31 In Fair Work Ombudsman v Foot & Thai Massage Pty Ltd (in liquidation) (No 2) [2020] FCA 348 (Foot & Thai Massage), Justice Katzmann granted leave to the second respondent to amend his defence and serve evidence but made a costs order against him pursuant to s 570(2)(b) of the FW Act. This was by reason of his repeated failures to comply with Court orders, his delays in filing an amended defence and his filing of an interlocutory application to amend a defence late and shortly before the hearing was to resume (at [76]). Further, the second respondent had failed to respond to numerous reminders to prepare his defence and evidence from the applicant in a two month period and had failed to attend, without explanation, a case management hearing, thereby acting inconsistently with the overarching purpose of the civil practice and procedure provisions: Foot & Thai Massage at [17] to [36], [63], [74], [76].
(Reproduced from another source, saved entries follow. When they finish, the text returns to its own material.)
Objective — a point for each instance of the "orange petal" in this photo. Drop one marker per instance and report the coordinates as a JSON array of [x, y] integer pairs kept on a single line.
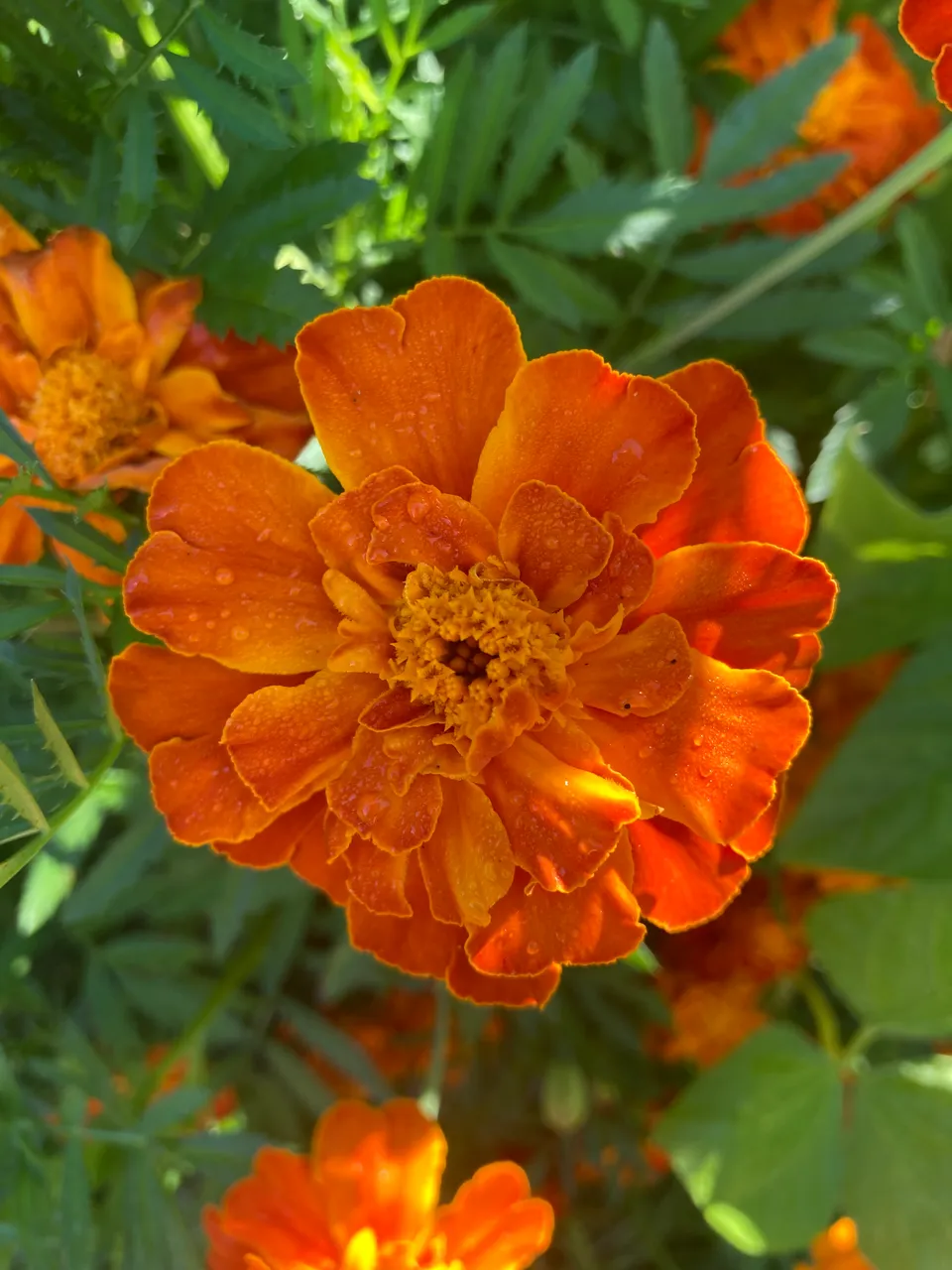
[[624, 583], [379, 1169], [467, 864], [419, 382], [377, 879], [595, 924], [742, 492], [379, 795], [556, 545], [284, 739], [493, 1223], [200, 795], [278, 842], [616, 443], [419, 525], [642, 674], [682, 880], [927, 26], [712, 760], [500, 989], [159, 695], [747, 603], [562, 822], [417, 945], [231, 571]]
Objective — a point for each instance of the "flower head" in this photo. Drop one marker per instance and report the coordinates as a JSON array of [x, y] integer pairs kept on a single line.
[[367, 1199], [927, 26], [535, 671]]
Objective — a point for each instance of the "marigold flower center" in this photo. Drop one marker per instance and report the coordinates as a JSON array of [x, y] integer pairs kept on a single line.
[[86, 414], [463, 640]]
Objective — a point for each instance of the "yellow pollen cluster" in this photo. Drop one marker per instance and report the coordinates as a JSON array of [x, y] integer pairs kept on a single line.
[[86, 416], [463, 640]]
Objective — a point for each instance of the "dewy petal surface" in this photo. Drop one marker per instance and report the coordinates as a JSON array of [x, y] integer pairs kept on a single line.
[[419, 382], [615, 443]]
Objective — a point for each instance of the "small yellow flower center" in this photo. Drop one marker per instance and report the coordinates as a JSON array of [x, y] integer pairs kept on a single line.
[[86, 414], [463, 640]]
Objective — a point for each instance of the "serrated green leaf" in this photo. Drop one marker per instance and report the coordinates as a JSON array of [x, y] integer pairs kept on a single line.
[[666, 108], [245, 55], [766, 119], [231, 108], [16, 793], [140, 171], [553, 287], [56, 743], [544, 128], [489, 111]]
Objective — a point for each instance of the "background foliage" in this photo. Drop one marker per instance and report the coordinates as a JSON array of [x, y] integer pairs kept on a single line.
[[299, 154]]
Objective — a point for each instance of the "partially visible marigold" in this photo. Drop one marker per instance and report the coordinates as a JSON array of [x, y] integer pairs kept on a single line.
[[871, 108], [927, 26], [367, 1199], [551, 603], [837, 1248]]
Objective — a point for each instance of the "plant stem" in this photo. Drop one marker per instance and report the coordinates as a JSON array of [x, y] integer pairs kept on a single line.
[[875, 204]]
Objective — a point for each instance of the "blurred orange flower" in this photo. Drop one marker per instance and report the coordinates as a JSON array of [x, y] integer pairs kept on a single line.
[[927, 26], [870, 111], [551, 601], [366, 1199]]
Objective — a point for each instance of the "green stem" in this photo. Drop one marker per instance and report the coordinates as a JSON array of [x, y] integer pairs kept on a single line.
[[876, 203]]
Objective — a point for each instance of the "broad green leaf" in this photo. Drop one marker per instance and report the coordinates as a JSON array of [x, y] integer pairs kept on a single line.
[[898, 1165], [552, 286], [245, 55], [231, 108], [666, 107], [766, 119], [489, 111], [890, 952], [884, 802], [757, 1142], [139, 171], [543, 130]]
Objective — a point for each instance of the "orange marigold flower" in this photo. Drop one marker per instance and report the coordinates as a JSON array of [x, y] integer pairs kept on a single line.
[[927, 26], [551, 602], [367, 1198], [837, 1248], [871, 108]]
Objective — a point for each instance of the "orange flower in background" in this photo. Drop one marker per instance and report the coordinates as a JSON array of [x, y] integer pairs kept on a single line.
[[534, 672], [838, 1248], [870, 111], [927, 26], [367, 1198]]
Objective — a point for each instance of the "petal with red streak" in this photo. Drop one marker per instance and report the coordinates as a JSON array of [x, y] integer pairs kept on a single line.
[[419, 382], [740, 492], [615, 443]]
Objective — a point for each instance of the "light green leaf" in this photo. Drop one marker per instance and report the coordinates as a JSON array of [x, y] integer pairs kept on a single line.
[[757, 1141], [666, 107], [544, 128]]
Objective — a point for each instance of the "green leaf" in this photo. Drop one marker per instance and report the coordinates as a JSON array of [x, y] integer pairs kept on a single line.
[[766, 119], [757, 1142], [489, 112], [140, 172], [245, 55], [16, 793], [890, 952], [889, 783], [544, 128], [666, 107], [553, 287], [55, 740], [231, 108], [898, 1167]]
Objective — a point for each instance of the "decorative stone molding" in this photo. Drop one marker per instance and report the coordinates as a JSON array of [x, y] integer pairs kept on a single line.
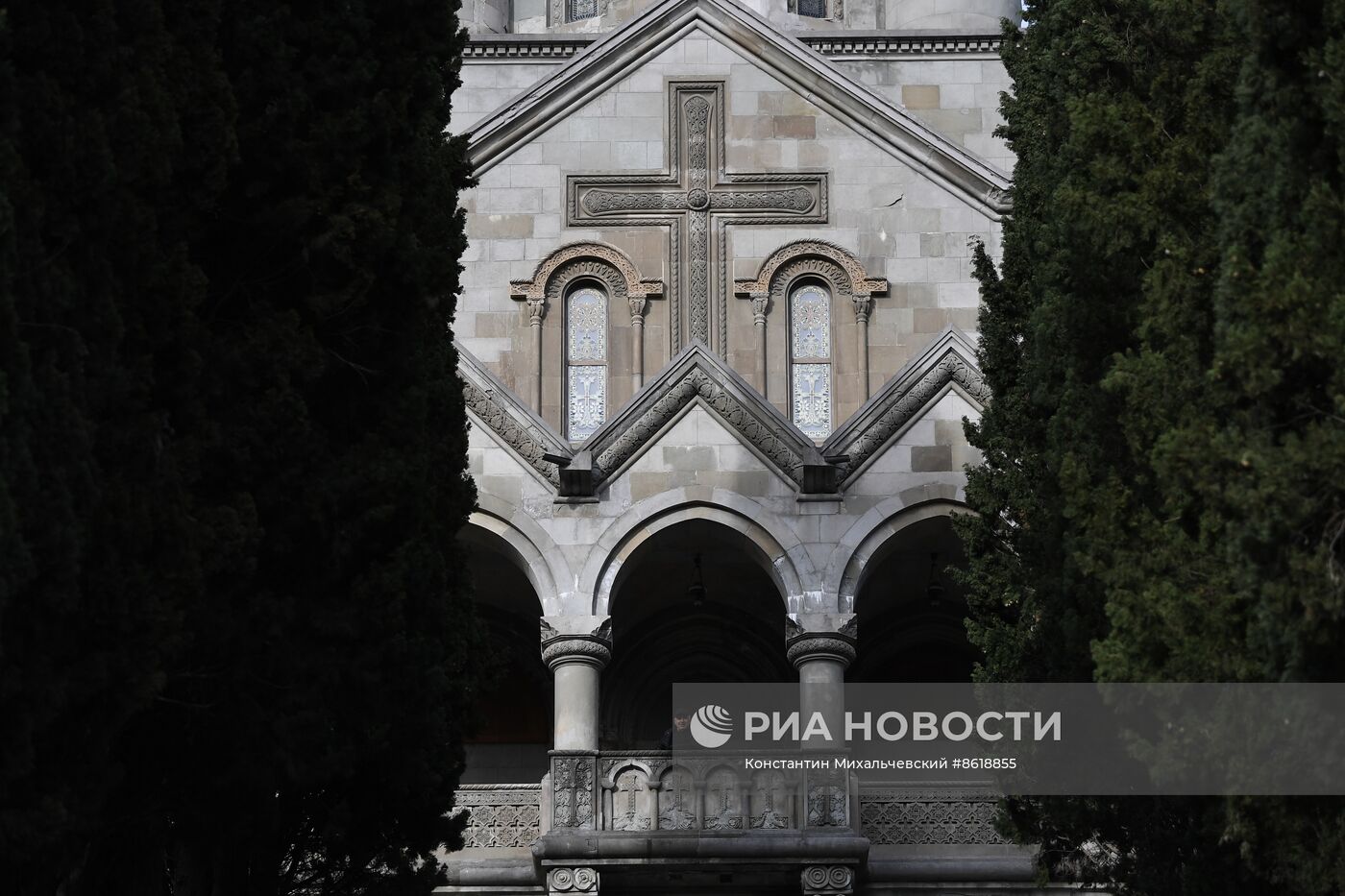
[[827, 799], [876, 43], [572, 880], [560, 269], [594, 648], [497, 408], [777, 54], [818, 257], [501, 815], [937, 815], [695, 198], [577, 650], [863, 308], [820, 646], [572, 790], [599, 260], [560, 12], [698, 383], [945, 361], [827, 880], [527, 47]]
32 In Tucker, the Court of Appeal of the Supreme Court of Victoria found that s 570(2)(b) was enlivened in circumstances where documents were sought in a further evidence application that were "simply irrelevant to the issues to be resolved". The Court found that the contrary was not reasonably arguable and the application represented a "concerted attempt" to widen the scope of the dispute between the parties (at [38]). The appellant had also made an application for a stay of proceedings for which there was "no conceivable basis", which was unnecessary and caused the respondent to incur the costs of defending it (at [42]). The appellant had further sought copies of invoices in respect of costs orders where it was "fanciful to suppose that orders of the kind sought would have made any difference to the prospects of resolving the various proceedings by consent" (at [44]).
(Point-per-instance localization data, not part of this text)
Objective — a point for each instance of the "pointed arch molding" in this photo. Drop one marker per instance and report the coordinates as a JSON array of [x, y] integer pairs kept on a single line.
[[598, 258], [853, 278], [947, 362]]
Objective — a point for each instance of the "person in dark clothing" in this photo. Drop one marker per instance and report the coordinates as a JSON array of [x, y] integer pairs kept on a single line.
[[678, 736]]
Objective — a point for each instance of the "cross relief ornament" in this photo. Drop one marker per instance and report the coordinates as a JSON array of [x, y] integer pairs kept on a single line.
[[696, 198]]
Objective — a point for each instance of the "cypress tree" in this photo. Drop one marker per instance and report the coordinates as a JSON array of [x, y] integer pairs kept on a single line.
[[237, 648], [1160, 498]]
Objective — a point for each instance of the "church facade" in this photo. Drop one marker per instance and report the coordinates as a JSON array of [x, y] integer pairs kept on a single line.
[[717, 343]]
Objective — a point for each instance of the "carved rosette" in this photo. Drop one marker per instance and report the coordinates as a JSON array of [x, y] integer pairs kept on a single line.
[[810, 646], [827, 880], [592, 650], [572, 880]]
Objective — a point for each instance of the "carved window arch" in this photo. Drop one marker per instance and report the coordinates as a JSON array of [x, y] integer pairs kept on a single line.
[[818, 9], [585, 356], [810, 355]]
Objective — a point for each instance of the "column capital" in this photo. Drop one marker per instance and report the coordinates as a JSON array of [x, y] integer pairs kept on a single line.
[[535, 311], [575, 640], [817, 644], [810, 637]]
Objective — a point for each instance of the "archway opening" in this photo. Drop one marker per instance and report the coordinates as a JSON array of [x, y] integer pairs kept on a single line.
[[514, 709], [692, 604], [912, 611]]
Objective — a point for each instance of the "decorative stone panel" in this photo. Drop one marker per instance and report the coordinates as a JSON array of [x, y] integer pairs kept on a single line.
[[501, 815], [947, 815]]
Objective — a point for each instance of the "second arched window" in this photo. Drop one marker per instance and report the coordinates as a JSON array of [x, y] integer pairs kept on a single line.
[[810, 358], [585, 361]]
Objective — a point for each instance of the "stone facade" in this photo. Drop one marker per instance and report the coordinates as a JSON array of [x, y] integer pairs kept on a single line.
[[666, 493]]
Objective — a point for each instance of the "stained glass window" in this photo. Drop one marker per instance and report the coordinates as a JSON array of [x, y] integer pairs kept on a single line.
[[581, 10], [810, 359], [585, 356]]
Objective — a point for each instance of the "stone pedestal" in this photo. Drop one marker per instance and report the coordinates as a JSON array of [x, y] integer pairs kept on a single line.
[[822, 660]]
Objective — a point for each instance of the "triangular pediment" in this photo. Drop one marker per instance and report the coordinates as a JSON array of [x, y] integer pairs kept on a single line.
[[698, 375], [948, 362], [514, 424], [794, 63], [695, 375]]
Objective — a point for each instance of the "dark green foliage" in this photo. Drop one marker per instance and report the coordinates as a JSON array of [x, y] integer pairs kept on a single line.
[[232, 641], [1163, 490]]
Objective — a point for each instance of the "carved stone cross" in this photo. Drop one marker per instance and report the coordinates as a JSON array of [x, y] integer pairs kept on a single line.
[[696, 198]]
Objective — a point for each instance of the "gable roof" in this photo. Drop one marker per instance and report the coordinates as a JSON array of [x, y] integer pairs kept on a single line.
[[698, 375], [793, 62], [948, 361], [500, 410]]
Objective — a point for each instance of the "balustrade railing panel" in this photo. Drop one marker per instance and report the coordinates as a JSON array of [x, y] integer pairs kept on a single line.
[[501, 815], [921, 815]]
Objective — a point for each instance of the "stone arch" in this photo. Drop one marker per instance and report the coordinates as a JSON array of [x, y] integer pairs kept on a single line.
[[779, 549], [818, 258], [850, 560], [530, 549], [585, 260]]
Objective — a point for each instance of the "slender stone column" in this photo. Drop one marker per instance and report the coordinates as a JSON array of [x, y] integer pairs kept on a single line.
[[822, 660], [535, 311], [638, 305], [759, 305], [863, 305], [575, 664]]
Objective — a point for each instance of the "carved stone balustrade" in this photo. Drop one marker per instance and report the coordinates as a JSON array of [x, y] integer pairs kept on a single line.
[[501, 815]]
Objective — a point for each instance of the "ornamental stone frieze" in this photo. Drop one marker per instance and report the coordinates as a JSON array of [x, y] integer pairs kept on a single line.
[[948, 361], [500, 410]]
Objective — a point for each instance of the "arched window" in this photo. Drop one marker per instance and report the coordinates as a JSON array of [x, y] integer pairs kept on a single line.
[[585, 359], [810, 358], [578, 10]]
33 Section 570(2)(b) has been found not to have been enlivened in circumstances where a jurisdictional matter that was contested, but was ultimately unsuccessful, raised novel and difficult questions and there was a refusal to engage in mediation or accept settlement offers: Tucker at [34]. Nor was it enlivened where, first, evidence was filed in the ordinary way in support of a cross claim that was not otherwise shown to be unreasonably brought, or second, where there was a refusal to accept an offer of compromise as it was "not a sufficiently clear case to deviate from the ordinary operation of s 570": Tran v Kodari Securities Pty Ltd (No 2) [2020] FCA 1819 (Tran) at [27], [30]-[31].